Reichstag zu Augsburg (1530)

Einzug des Kaisers in Augsburg. Die Reiter, von links: Erzherzog Ferdinand, Karl V., Pfalzgraf Friedrich, Legat Campeggi (Jörg Breu der Ältere 1530, Herzog Anton Ulrich Museum)

Der Augsburger Reichstag von 1530 war ein Reichstag des Heiligen Römischen Reiches während der Regierungszeit des Kaisers Karl V. aus dem Hause Habsburg. Er fand vom 20. Juni bis zum 19. November 1530 in Augsburg statt. Der Kaiser kehrte nach mehrjähriger Abwesenheit in die Reichspolitik zurück. Damit endete die Regierungsverantwortung des Reichsregiments, das in eine Beraterrolle zurücktrat. Karls jüngerer Bruder, Erzherzog Ferdinand, war im Krieg mit dem Osmanischen Reich auf die Unterstützung der Reichsstände mit Truppen und Geld angewiesen (Reichstürkenhilfe). Große Reformvorhaben standen seit Jahren an, die der Augsburger Reichstag voranbringen sollte, etwa im Bereich des Strafrechts.

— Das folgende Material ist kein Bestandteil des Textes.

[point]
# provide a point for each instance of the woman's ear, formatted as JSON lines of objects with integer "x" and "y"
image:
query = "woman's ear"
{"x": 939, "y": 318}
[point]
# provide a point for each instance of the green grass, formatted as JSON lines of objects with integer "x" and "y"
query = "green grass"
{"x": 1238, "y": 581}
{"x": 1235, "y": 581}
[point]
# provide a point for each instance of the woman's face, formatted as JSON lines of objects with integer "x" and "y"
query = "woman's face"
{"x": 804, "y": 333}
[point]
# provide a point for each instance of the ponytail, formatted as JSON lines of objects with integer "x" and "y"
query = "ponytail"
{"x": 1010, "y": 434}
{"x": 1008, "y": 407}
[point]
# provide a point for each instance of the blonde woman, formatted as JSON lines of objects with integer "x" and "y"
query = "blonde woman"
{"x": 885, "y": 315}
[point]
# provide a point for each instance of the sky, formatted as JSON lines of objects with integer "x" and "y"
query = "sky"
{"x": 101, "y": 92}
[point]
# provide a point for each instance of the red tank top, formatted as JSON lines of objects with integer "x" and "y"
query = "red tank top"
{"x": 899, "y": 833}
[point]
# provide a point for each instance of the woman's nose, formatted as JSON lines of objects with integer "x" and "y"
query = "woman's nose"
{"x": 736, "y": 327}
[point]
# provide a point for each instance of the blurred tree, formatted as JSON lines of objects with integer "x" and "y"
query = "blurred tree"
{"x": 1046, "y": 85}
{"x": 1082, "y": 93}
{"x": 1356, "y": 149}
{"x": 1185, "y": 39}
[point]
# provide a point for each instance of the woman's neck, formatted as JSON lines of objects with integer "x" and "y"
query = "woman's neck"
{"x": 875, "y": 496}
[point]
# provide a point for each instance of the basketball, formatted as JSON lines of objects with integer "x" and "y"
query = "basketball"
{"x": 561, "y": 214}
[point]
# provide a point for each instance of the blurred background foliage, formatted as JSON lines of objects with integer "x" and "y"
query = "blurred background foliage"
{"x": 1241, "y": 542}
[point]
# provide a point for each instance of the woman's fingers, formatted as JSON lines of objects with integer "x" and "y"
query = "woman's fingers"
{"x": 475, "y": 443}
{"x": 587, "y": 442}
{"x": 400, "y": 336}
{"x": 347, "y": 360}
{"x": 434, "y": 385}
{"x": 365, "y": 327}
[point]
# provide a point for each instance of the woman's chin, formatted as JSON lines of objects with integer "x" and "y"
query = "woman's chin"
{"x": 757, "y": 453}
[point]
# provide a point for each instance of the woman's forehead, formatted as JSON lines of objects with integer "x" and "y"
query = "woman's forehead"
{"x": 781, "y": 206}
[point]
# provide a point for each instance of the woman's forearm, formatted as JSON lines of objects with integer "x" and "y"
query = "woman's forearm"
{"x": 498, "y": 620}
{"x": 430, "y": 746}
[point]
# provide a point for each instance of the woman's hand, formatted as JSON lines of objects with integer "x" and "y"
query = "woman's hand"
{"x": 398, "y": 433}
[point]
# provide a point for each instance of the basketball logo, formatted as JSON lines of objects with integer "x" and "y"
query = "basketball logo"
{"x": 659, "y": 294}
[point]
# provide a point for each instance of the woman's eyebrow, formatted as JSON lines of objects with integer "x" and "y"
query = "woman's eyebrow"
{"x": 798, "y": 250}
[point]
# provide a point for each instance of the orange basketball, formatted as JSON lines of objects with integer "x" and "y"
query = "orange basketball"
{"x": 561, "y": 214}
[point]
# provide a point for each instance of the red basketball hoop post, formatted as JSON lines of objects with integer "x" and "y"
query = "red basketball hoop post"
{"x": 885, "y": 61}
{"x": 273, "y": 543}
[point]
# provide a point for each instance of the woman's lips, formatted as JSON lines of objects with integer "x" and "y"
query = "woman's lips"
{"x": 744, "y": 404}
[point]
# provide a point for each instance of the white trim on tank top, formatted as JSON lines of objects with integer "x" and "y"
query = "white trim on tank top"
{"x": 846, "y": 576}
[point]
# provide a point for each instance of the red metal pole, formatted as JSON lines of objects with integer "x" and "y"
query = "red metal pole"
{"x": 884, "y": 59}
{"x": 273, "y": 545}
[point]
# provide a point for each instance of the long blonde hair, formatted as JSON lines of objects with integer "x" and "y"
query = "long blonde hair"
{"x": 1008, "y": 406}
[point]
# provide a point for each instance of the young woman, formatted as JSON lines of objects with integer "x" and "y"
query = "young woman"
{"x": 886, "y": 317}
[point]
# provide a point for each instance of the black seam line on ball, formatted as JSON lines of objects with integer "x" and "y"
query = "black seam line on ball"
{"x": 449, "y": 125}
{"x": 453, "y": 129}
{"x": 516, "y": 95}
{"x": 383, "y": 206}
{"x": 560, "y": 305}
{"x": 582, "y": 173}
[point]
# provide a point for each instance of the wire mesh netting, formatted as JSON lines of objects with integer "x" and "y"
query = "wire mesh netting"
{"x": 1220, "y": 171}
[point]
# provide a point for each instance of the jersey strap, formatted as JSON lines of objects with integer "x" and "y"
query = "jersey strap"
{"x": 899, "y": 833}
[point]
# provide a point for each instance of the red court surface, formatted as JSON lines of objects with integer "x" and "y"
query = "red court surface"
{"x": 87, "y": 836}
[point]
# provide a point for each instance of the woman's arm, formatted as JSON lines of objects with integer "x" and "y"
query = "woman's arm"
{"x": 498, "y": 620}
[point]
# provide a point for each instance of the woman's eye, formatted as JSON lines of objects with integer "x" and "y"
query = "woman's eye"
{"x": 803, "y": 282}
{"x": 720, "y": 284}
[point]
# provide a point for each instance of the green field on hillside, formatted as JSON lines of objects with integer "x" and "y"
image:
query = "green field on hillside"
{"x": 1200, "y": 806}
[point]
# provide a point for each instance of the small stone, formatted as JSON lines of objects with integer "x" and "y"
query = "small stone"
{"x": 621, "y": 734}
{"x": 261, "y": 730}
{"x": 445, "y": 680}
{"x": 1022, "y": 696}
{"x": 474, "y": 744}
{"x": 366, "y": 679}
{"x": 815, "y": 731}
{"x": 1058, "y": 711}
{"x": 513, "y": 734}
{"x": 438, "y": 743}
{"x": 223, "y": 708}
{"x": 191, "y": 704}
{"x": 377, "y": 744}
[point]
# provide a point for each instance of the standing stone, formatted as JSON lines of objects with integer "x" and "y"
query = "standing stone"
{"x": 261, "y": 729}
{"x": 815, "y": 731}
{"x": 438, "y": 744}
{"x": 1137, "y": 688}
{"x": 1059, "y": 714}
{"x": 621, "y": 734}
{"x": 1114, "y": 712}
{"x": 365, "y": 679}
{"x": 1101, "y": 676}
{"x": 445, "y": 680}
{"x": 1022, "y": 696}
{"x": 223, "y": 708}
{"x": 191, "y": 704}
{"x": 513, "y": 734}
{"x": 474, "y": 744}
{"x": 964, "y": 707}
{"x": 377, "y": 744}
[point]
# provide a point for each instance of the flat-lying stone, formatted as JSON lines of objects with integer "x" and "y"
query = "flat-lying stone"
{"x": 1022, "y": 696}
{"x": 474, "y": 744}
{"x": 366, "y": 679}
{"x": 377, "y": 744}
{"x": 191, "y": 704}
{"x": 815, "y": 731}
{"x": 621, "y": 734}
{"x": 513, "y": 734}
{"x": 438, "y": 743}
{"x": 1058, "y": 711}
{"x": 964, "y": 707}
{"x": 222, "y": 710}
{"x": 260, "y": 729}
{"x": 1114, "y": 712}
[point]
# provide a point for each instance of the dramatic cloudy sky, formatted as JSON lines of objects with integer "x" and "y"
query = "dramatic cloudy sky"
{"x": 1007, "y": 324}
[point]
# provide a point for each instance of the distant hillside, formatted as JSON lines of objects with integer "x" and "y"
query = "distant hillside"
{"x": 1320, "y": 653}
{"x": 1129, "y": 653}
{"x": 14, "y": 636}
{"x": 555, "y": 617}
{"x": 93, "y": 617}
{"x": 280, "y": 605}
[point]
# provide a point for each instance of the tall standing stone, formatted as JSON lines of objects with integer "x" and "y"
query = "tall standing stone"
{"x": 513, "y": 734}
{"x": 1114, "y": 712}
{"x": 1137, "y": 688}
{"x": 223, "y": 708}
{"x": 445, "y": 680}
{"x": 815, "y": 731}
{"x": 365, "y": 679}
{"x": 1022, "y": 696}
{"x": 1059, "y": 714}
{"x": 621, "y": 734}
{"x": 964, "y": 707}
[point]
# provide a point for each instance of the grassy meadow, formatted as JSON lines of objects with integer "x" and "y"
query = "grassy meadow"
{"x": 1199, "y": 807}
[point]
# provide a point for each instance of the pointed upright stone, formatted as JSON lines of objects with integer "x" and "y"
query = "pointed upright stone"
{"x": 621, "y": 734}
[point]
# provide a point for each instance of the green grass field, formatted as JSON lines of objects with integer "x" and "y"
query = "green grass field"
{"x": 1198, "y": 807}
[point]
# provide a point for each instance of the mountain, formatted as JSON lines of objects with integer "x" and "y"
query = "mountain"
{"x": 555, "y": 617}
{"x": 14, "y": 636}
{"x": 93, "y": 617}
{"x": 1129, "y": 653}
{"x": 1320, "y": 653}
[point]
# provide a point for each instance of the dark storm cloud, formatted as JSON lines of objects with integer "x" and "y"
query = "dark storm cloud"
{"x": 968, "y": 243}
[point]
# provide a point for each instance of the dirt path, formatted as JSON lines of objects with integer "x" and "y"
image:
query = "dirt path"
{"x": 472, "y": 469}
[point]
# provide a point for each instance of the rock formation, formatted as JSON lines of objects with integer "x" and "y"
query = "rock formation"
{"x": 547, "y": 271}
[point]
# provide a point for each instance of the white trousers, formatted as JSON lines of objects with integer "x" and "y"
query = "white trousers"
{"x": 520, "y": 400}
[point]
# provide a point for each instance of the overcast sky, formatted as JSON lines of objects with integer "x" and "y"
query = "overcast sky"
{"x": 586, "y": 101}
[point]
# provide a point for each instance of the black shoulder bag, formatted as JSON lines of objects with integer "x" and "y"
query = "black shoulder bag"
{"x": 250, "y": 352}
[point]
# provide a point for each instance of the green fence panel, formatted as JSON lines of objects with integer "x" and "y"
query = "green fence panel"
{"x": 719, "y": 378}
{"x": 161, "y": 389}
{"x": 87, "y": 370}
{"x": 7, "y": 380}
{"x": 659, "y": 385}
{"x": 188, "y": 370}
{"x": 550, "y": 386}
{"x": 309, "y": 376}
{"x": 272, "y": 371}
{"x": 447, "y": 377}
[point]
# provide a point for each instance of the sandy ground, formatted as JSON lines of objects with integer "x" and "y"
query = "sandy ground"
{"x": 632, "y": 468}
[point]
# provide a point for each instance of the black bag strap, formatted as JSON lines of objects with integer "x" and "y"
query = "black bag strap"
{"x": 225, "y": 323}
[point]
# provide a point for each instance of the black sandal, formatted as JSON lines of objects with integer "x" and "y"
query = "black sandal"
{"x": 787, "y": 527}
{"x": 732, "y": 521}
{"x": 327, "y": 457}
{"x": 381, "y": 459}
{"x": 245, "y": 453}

Karl V. erhielt am Rande des Reichstags die Stimmen der fünf altgläubigen Kurfürsten für die Wahl Ferdinands zum römischen König, die dann 1531 in Köln erfolgte. Der Bruder war damit als künftiger Kaiser vorgesehen. Das war ein Erfolg der kaiserlichen Familienpolitik. Die Kehrseite war ein Erstarken der fürstlichen Opposition gegen Habsburg, die besonders von Bayern und Hessen getragen wurde. Auf dem Reichstag von 1530 traten die Widerstandskräfte, an denen Karls Universalmonarchie scheiterte, erstmals deutlich hervor.

In Augsburg dominierte der Religionskonflikt die Beratungen: Die Minderheit der Parteigänger Martin Luthers und die Mehrheit der altgläubigen Reichsstände loteten Möglichkeiten eines Kompromisses in Fragen von Glauben und kirchlicher Praxis aus. Karl V. gab dabei seine ursprünglich beabsichtigte Schiedsrichterrolle auf und trat als Repräsentant der altgläubigen Ständemehrheit auf.

Der Reichstag war eine auf Konsens ausgerichtete Veranstaltung, deren Abläufe durch den Dissens zwischen Alt- und Neugläubigen beeinträchtigt wurden. Karl V. nutzte festliche Inszenierungen wie Prozessionen und Belehnungen, um Druck auf die protestantischen Fürsten auszuüben. Diese reisten vorzeitig ab. Damit entzogen sie sich dem Abschlussritual des Reichstags und verweigerten sich sämtlichen Beschlüssen. Der Kaiser setzte ihnen eine mehrmonatige Frist zur Annahme des Reichsabschieds. Der sächsische Kurfürst, mehrere Reichsfürsten und Reichsstädte schlossen sich daraufhin zu einem Defensivbündnis (Schmalkaldischer Bund) zusammen. Dies war eine neuartige Kooperation zwischen Partnern, die weder dynastische noch wirtschaftliche Interessen teilten, aufgrund einer Ideologie. Die Schmalkaldischen Bundesverwandten verpflichteten sich nämlich auf die Confessio Augustana, eine evangelische Bekenntnisschrift, die auf dem Augsburger Reichstag dem Kaiser übergeben worden war.

Der Augsburger Reichstag, der sich mit vielen Themen befasste, wurde hauptsächlich in seiner Bedeutung für die Reformationsgeschichte untersucht. Die Verlesung und Übergabe der Confessio Augustana wurden Teil der protestantischen Erinnerungskultur. Abgesehen von der Religionsfrage ist der Reichstag aber auch verfassungsgeschichtlich ein Wendepunkt, weil Ferdinands Königtum an die Stelle des Reichsregiments trat.